Solving 10^x = 100 is quite easy. But how do mathematicians solve something like 10^x = 128?

They discovered that the answer x to this problem 10^x = 1+N can be got by calculating an infinite sum:

If N is between –1 and 1 to find x, add up the following infinite list of numbers:
c.(N-N²/2+N³/3-…)

This infinite series of numbers will converge to some finite number provided N is between –1 and 1. The number c here changes according to which base you are taking. For base 10, c is approximately 1/2.3. Using this formula allowed mathematicians to prepare tables of logarithms.
If N is bigger than 1 then we use the following trick:
Log(1+N)= c.(N-N²/2+N³/3-…)
-Log(1-N)= c.(N-N²/2+N³/3-…)

Hence
Log((1+N)/(1-N))=Log(1+N)-Log(1-N)=2c(N+ N³/3+…) (*)
But now to calculate Log(1+M) for M bigger than 1 we just have to find an N between –1 and 1 with (1+N)/(1-N)=1+M and then use the series (*).

Why is the base that Gauss's prime number dice favours so nice? Because in this case c=1 in this formula. It is the reason that this logarithm to base e is called the "natural logarithm".

Why were logarithms such an advantage to merchants and sailors in the seventeenth and eighteenth century?

If you had to multiply 1673 by 1364, that would take time.

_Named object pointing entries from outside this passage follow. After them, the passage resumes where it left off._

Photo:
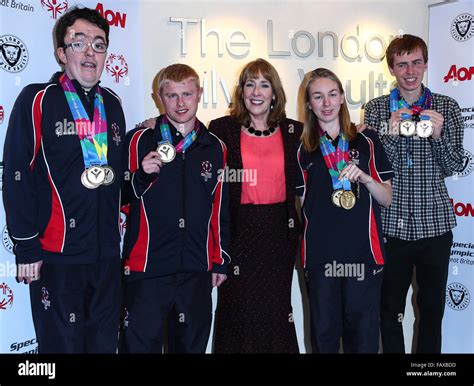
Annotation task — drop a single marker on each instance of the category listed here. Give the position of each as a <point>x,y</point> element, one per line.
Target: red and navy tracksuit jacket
<point>178,220</point>
<point>51,216</point>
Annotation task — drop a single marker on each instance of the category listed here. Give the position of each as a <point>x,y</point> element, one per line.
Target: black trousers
<point>344,307</point>
<point>430,256</point>
<point>183,299</point>
<point>76,307</point>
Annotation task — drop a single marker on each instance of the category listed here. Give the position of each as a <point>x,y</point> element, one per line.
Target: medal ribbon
<point>423,103</point>
<point>335,159</point>
<point>185,142</point>
<point>92,135</point>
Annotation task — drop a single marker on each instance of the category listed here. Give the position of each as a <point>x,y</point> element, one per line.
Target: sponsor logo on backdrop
<point>55,7</point>
<point>15,347</point>
<point>462,253</point>
<point>7,241</point>
<point>17,5</point>
<point>6,297</point>
<point>462,27</point>
<point>114,18</point>
<point>468,164</point>
<point>116,66</point>
<point>462,209</point>
<point>459,73</point>
<point>13,53</point>
<point>457,296</point>
<point>468,117</point>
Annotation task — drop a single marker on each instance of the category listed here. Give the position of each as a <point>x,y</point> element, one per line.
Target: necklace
<point>259,133</point>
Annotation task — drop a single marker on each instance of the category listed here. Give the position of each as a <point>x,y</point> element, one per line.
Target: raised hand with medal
<point>166,152</point>
<point>93,142</point>
<point>412,119</point>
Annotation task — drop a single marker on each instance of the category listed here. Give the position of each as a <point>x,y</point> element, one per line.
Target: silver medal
<point>407,128</point>
<point>166,151</point>
<point>95,175</point>
<point>86,182</point>
<point>109,175</point>
<point>424,129</point>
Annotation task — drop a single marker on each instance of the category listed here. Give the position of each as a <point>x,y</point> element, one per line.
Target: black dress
<point>254,313</point>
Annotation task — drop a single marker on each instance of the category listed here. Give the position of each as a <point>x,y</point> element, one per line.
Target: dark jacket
<point>178,218</point>
<point>228,129</point>
<point>51,216</point>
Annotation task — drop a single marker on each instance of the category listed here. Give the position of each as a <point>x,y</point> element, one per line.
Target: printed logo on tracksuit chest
<point>206,170</point>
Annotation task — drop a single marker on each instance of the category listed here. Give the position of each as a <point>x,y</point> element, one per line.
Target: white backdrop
<point>217,38</point>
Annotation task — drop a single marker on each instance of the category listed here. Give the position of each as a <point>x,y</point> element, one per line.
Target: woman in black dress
<point>254,313</point>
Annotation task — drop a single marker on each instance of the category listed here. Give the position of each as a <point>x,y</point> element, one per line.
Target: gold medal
<point>166,151</point>
<point>407,128</point>
<point>424,128</point>
<point>109,175</point>
<point>335,197</point>
<point>347,199</point>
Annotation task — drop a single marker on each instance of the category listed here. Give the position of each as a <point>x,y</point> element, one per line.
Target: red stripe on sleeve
<point>138,255</point>
<point>375,239</point>
<point>36,125</point>
<point>133,161</point>
<point>54,234</point>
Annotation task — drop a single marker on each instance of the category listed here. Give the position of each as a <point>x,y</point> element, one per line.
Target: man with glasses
<point>62,193</point>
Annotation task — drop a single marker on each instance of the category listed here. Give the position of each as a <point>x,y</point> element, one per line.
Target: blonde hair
<point>310,136</point>
<point>252,70</point>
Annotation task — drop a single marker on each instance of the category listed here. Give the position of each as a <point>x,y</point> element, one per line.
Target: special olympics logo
<point>116,66</point>
<point>56,7</point>
<point>462,27</point>
<point>6,296</point>
<point>7,241</point>
<point>457,296</point>
<point>467,164</point>
<point>13,53</point>
<point>206,168</point>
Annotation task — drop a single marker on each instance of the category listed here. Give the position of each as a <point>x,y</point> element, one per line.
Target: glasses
<point>79,47</point>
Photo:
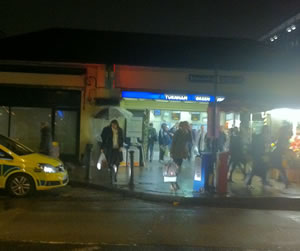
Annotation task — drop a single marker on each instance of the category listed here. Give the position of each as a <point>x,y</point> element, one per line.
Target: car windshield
<point>14,146</point>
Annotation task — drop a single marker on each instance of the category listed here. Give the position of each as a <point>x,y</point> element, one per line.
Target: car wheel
<point>20,185</point>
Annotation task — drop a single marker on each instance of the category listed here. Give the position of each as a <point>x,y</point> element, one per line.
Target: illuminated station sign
<point>171,97</point>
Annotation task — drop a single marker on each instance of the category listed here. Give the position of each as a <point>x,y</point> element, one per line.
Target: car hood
<point>36,158</point>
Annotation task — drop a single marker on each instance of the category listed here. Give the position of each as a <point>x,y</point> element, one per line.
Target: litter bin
<point>222,171</point>
<point>203,170</point>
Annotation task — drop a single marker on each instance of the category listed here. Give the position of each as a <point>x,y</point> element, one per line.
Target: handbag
<point>102,162</point>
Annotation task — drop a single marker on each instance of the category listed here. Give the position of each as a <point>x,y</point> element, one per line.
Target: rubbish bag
<point>102,162</point>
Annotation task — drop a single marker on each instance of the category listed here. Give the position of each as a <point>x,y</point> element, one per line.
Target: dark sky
<point>217,18</point>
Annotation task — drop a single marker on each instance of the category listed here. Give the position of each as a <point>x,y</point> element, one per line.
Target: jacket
<point>107,142</point>
<point>179,148</point>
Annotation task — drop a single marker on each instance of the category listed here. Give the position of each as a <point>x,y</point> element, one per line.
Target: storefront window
<point>4,116</point>
<point>25,125</point>
<point>65,131</point>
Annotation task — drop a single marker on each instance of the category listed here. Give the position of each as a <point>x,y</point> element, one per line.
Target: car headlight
<point>47,168</point>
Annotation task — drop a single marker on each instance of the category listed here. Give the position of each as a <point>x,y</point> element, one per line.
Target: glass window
<point>66,131</point>
<point>4,116</point>
<point>26,123</point>
<point>14,146</point>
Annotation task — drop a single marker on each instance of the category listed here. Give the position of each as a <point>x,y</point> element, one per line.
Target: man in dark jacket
<point>112,143</point>
<point>164,140</point>
<point>236,152</point>
<point>152,138</point>
<point>259,152</point>
<point>46,139</point>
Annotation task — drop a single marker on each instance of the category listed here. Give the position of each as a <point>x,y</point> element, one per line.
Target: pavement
<point>76,218</point>
<point>149,185</point>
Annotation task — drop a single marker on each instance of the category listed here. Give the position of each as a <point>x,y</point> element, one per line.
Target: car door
<point>6,166</point>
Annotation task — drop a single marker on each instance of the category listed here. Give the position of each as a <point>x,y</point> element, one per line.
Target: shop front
<point>159,108</point>
<point>22,109</point>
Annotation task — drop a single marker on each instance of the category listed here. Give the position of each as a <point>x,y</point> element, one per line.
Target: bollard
<point>131,181</point>
<point>88,151</point>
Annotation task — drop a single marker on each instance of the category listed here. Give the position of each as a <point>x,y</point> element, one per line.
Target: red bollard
<point>222,172</point>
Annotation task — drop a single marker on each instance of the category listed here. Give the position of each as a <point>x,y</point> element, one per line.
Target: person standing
<point>152,138</point>
<point>180,148</point>
<point>221,140</point>
<point>46,139</point>
<point>236,152</point>
<point>112,143</point>
<point>201,140</point>
<point>282,146</point>
<point>164,140</point>
<point>259,151</point>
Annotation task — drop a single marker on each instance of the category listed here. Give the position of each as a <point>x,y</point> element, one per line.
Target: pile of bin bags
<point>170,171</point>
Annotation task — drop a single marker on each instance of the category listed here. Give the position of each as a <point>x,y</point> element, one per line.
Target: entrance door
<point>66,132</point>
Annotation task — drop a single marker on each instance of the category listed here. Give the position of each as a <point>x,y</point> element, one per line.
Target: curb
<point>262,203</point>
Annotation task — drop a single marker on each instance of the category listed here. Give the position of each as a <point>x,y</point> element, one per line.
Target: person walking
<point>164,140</point>
<point>236,153</point>
<point>260,145</point>
<point>179,148</point>
<point>152,138</point>
<point>46,139</point>
<point>221,140</point>
<point>201,140</point>
<point>282,146</point>
<point>112,143</point>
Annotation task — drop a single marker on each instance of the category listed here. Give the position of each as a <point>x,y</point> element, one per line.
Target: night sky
<point>222,18</point>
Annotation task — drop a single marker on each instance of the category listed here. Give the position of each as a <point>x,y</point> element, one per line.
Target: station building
<point>66,77</point>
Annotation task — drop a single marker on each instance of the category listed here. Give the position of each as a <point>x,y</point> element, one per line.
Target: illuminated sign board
<point>171,97</point>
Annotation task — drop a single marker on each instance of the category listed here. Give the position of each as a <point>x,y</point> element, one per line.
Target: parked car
<point>22,171</point>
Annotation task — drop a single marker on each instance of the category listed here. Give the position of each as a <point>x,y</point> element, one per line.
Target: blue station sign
<point>171,97</point>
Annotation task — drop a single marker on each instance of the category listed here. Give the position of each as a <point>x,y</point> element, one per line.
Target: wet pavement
<point>149,179</point>
<point>84,219</point>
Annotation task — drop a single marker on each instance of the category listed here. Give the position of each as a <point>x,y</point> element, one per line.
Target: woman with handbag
<point>112,143</point>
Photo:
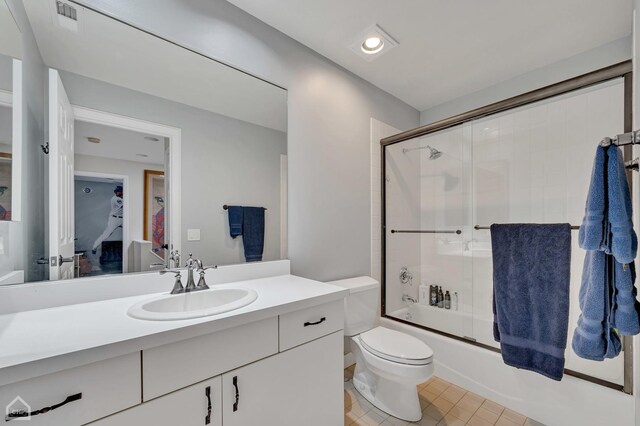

Instead merchants would do the following:
(1) Using their tables, find the logarithms of 1673 and 1364.
(2) Add these two logarithms together (much simpler than doing multiplication)
(3) Now reverse the logarithm tables to find the number whose logarithm is the number you get in step 2.

Why does this work? Because 10^x x 10^y= 10^x+y the connection between multiplication and addition again - the heart of the logarithm function.

Laplace, some 200 years after Napier's death, declared that his table of logarithms "by shortening the labours, doubled the life of the astronomer".